Mieszkający w Nowym Jorku filmowiec twierdzi, że w zabiegach o nominacje nie reprezentuje go żadna polska ani też amerykańska instytucja. "Jest to całkowicie niezależne, prywatne przedsięwzięcie" - zapewnia reżyser. Jego filmy zobaczą widzowie kin Playhouse 7 w Pasadenie w rejonie Los Angeles oraz Quad Cinema na Manhattanie.

Reklama

Magierski wyjaśnił, że aby film miał szanse na nominację, musi być pokazany najpierw na płatnych seansach popołudniowych przez tydzień w kinach w Los Angeles oraz w Nowym Jorku. Musi być też reklamowany w gazetach i mieć recenzję w jednym z głównych dzienników czyli w "Los Angeles Times" lub "New York Times".
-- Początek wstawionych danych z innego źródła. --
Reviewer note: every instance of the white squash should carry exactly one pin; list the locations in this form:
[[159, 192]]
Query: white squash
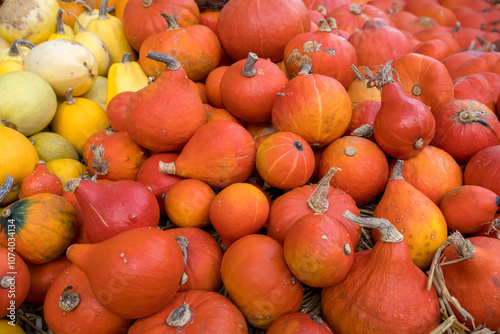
[[64, 64], [34, 20], [27, 102]]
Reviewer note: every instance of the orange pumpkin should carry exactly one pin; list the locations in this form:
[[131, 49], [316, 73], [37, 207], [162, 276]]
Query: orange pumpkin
[[43, 226]]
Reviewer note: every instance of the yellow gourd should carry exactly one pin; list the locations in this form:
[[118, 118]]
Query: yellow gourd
[[34, 20], [77, 119], [63, 30], [18, 158], [124, 76], [66, 169], [97, 46], [110, 29], [64, 64]]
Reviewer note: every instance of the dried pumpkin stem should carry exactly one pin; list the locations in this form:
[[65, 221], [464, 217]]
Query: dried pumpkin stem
[[365, 130], [249, 68], [6, 186], [180, 316], [171, 63], [318, 202], [462, 246], [389, 233], [167, 167], [69, 299], [99, 165]]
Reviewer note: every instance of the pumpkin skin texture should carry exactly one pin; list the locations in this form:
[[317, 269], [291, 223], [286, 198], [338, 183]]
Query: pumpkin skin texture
[[18, 158], [194, 314], [468, 208], [12, 293], [219, 153], [363, 169], [464, 127], [44, 225], [299, 323], [425, 79], [417, 218], [483, 169], [407, 306], [203, 259], [42, 276], [160, 183], [144, 265], [196, 47], [285, 160], [313, 106], [264, 26], [318, 250], [237, 210], [165, 122], [403, 126], [258, 280], [329, 54], [188, 202], [433, 171], [88, 315], [142, 18], [472, 281], [248, 88], [132, 206]]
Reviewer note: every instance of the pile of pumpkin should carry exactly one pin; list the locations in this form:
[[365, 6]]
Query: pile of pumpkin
[[142, 142]]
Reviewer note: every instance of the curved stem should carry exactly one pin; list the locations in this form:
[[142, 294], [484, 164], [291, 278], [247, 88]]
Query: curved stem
[[318, 202], [6, 187], [171, 63], [249, 68], [389, 232]]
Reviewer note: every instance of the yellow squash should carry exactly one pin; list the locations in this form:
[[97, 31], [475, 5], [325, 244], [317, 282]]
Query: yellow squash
[[124, 76]]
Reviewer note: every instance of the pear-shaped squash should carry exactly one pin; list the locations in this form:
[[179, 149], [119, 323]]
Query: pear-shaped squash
[[133, 274], [112, 208], [219, 152], [165, 114]]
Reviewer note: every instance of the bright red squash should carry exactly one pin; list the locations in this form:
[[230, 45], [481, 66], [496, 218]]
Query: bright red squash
[[42, 226], [219, 153], [254, 273], [40, 180], [464, 127], [249, 86], [203, 259], [468, 208], [112, 208], [70, 305], [145, 117], [262, 27], [143, 265], [473, 280], [483, 169], [14, 282], [419, 220], [285, 160], [42, 276], [141, 18], [238, 210], [315, 107], [363, 169], [404, 126], [194, 312], [328, 53], [356, 306]]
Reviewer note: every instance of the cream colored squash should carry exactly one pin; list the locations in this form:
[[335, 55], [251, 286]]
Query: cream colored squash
[[27, 102], [63, 64], [98, 92], [34, 20]]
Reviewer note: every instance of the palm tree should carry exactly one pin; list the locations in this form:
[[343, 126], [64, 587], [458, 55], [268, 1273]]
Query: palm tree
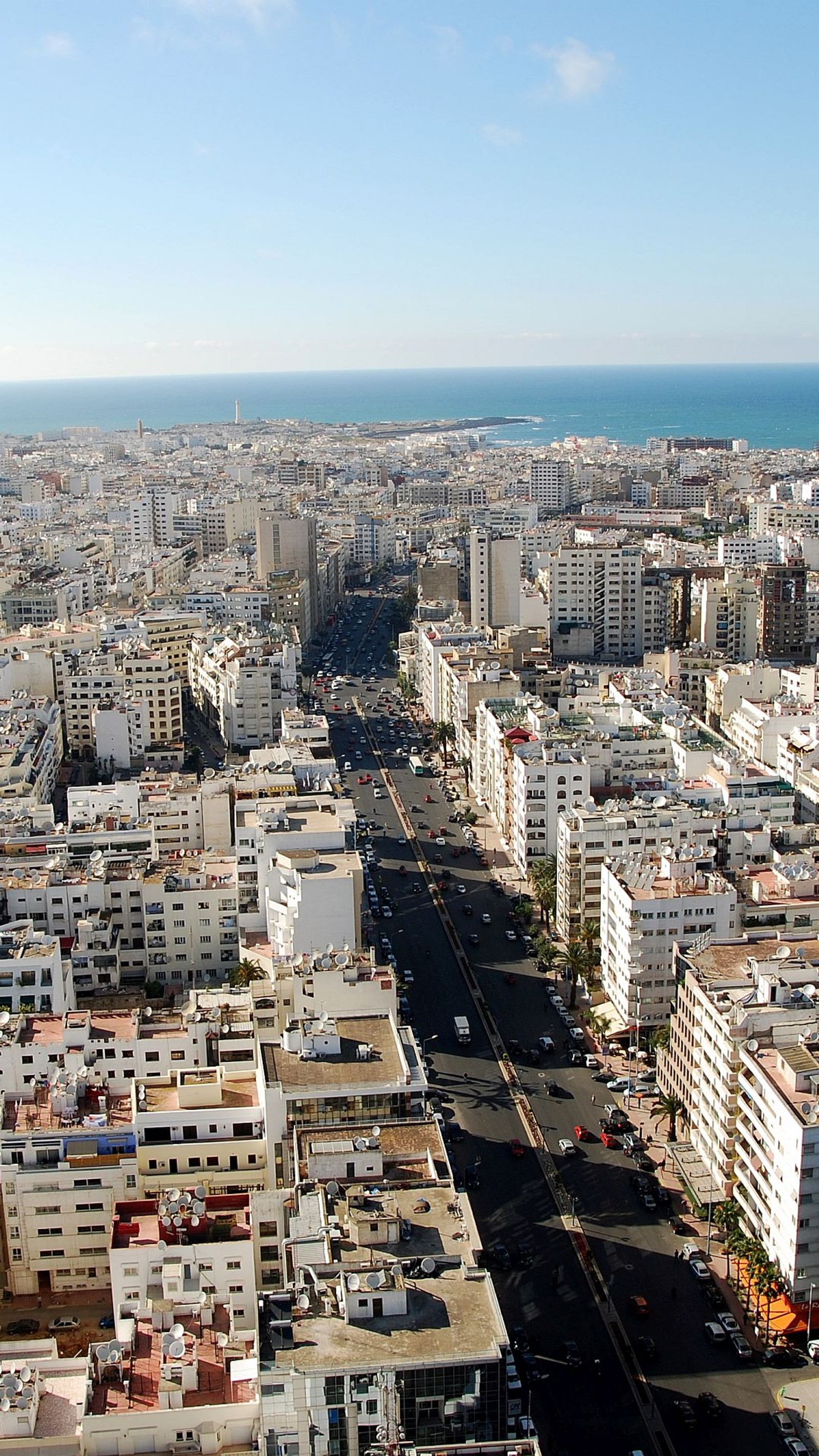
[[671, 1107], [246, 972], [543, 879], [443, 736], [466, 766], [575, 965], [547, 954]]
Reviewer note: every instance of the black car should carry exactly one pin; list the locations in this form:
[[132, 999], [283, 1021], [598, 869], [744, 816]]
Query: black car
[[709, 1405], [684, 1413]]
"Muszę też zrobić 200 DVD i przekazać do Amerykańskiej Akademii Filmowej, która decyduje o nagrodach Oscara" - zaznaczył realizator "Blinky and Me".

Jak wyjaśnił PAP prof. Andrzej Krakowski - reżyser, producent i wykładowca na wydziale filmu i wideo nowojorskiego City College - Amerykańska Akademia Filmowa podzielona jest na oddziały, w których oddzielnie zasiadają reżyserzy, scenarzyści operatorzy, aktorzy, kompozytorzy, montażyści, itp. Po spełnieniu podstawowych warunków, oddział selekcjonuje pięć najlepszych filmów. Nominacje wychodzą z kół zawodowych. Dopiero kiedy są oficjalnie ogłoszone w głosowaniu bierze udział ok. 6400 członów Akademii Filmowej.
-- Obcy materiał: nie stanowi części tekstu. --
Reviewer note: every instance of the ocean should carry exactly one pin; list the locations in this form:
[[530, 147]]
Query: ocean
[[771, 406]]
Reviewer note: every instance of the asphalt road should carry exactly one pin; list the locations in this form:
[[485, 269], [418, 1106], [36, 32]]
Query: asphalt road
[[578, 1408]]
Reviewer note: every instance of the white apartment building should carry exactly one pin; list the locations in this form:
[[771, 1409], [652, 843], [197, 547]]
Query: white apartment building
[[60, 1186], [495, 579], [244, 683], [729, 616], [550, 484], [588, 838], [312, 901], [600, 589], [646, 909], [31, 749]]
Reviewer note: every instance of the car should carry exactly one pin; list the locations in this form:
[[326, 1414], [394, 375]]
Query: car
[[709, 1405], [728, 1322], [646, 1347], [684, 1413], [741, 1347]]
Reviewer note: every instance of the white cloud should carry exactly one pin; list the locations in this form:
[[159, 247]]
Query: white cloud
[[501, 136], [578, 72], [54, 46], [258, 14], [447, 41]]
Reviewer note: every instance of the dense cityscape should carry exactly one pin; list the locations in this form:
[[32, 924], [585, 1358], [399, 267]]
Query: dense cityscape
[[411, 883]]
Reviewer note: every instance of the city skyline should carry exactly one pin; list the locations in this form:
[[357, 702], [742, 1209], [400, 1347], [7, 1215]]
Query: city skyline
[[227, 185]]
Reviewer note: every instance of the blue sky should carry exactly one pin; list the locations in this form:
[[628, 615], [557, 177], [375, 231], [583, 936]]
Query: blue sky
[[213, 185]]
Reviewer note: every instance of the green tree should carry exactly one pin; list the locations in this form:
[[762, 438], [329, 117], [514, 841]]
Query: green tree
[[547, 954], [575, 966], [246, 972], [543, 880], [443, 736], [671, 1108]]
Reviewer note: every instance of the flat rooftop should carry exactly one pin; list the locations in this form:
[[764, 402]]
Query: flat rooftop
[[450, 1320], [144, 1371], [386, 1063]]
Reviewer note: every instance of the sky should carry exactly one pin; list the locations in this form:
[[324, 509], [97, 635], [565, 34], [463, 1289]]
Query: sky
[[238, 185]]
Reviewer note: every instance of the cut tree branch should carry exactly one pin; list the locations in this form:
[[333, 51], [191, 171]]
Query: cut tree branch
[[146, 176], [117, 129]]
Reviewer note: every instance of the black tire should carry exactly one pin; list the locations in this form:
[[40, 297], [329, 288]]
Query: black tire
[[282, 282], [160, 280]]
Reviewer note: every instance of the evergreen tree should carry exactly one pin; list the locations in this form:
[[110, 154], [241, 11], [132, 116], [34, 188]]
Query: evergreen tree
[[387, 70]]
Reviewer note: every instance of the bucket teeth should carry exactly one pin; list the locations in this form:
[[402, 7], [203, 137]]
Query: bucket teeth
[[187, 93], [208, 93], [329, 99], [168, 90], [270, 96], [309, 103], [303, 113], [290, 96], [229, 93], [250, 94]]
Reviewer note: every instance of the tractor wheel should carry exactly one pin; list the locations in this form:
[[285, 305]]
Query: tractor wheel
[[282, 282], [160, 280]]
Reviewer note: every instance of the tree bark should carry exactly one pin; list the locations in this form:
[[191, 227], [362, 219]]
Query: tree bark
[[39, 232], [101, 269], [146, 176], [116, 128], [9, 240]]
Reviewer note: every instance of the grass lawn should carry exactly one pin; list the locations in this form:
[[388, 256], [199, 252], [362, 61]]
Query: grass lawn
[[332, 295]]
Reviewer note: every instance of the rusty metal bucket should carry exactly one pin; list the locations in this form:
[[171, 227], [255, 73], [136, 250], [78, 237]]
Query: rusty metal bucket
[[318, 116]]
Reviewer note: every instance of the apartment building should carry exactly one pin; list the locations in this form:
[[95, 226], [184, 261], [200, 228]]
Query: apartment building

"Moim zdaniem rzeczywistym wyróżnieniem jest przede wszystkim nominacja, ponieważ pochodzi ona od fachowców reprezentujących profesję reżysera, operatora itp. Samo głosowanie na Oscara otwarte jest już dla manipulacji, bo członkowie Akademii podatni są na sentymenty, ilość pieniędzy rzuconych na reklamę... Ponadto każdy członek tego gremium może głosować nawet jeśli nie widział filmu, stąd tak łatwo jest manipulować opinią publiczną" - przekonuje prof. Krakowski.

Wykładowca City College podkreśla, że kilka kategorii filmów jest wyłączonych z powszechnej procedury. Należą do nich np. filmy obcojęzyczne. Każdy kraj może nominować do Oscara jeden tytuł. Także dokumenty, krótkometrażówki i animacje nie są nominowane przez oddziały, lecz specjalne komisje, które co roku się zmieniają. Członkowie komisji, składających się z kilkudziesięciu osób, mogą wziąć udział w głosowaniu dopiero po zobaczeniu wszystkich filmów. Zasiadają w nich reżyserzy, scenarzyści, kompozytorzy itp.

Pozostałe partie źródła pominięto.